Wider national aufgeblähte Rhetorik
Uwe-Karsten Heye begab sich auf die Spuren der Familie Benjamin - deutsch und europäisch
Es ist ein Geschichtsbuch. Geschrieben hat es Uwe-Karsten Heye, ehemaliger Pressereferent und Redenschreiber von Willy Brandt sowie Ex-Chefredakteur der SPD-Parteizeitung »Vorwärts«. Sein Buch zeigt viele deutsche Welten, ist hervorragend geschrieben und räumt mit vor allem im Westen bis heute gepflegten Mythen auf.
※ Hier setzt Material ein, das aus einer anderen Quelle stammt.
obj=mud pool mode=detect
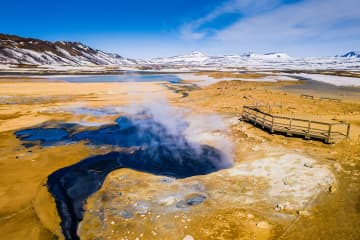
[15,111,231,240]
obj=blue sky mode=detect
[0,0,360,58]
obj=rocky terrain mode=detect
[0,34,136,66]
[0,34,360,73]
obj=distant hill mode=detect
[0,34,136,66]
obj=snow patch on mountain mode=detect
[341,51,360,58]
[0,34,137,66]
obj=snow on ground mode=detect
[176,73,297,86]
[228,153,336,210]
[289,73,360,87]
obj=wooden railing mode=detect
[242,106,350,143]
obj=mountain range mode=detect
[0,34,137,66]
[0,34,360,70]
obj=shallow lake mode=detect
[41,73,181,83]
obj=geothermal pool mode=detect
[33,73,181,83]
[15,109,231,240]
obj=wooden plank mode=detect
[242,106,350,143]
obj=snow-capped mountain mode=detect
[341,51,360,58]
[0,34,136,66]
[150,51,209,65]
[248,53,290,60]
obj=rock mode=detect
[176,200,187,208]
[329,185,336,193]
[275,204,284,212]
[160,177,175,183]
[304,162,313,168]
[256,221,270,229]
[120,210,133,219]
[296,210,310,216]
[246,213,254,219]
[186,194,206,206]
[183,235,194,240]
[159,196,176,206]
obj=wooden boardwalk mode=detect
[242,106,350,143]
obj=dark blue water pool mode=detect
[15,112,231,240]
[49,73,181,83]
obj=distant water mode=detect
[46,74,181,83]
[15,112,230,240]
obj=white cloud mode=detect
[183,0,360,55]
[180,0,280,40]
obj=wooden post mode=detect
[254,111,257,125]
[346,123,350,138]
[286,118,292,136]
[305,120,311,139]
[327,124,332,143]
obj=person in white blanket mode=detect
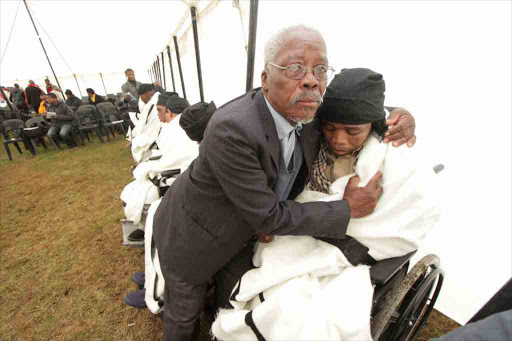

Ein politisch spannendes Buch über die Geschwister Walter, Georg und Dora Benjamin sowie über die Eltern Emil und Pauline.
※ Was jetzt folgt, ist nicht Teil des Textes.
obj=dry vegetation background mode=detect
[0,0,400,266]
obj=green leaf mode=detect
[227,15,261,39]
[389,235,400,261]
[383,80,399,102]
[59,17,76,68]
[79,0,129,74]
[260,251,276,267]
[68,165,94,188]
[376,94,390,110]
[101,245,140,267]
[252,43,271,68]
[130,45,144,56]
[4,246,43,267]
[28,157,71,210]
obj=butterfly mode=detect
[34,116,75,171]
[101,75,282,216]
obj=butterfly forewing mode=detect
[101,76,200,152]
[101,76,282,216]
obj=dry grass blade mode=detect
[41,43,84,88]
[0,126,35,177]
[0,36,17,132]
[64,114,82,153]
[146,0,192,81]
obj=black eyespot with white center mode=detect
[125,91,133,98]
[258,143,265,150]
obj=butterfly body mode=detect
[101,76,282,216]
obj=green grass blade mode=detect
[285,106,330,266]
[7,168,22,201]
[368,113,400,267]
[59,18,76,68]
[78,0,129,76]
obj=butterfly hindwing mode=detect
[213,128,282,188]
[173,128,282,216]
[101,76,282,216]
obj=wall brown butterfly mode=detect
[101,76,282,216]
Walter Benjamin wurde 1892 geboren, seine Schwägerin Hilde Benjamin starb 1989. Das Geburtsjahr des Philosophen und der Todestag der umstrittenen DDR-Justizministerin markieren den Beginn und das Ende eines Jahrhunderts deutscher Geschichte, das von zwei Weltkriegen geprägt war. »Für beide Kriege gibt es eine unübersehbare Verantwortung der Deutschen, die sich in den Schicksalen der Geschwister und in ihren Prägungen spiegelt«, so Heye.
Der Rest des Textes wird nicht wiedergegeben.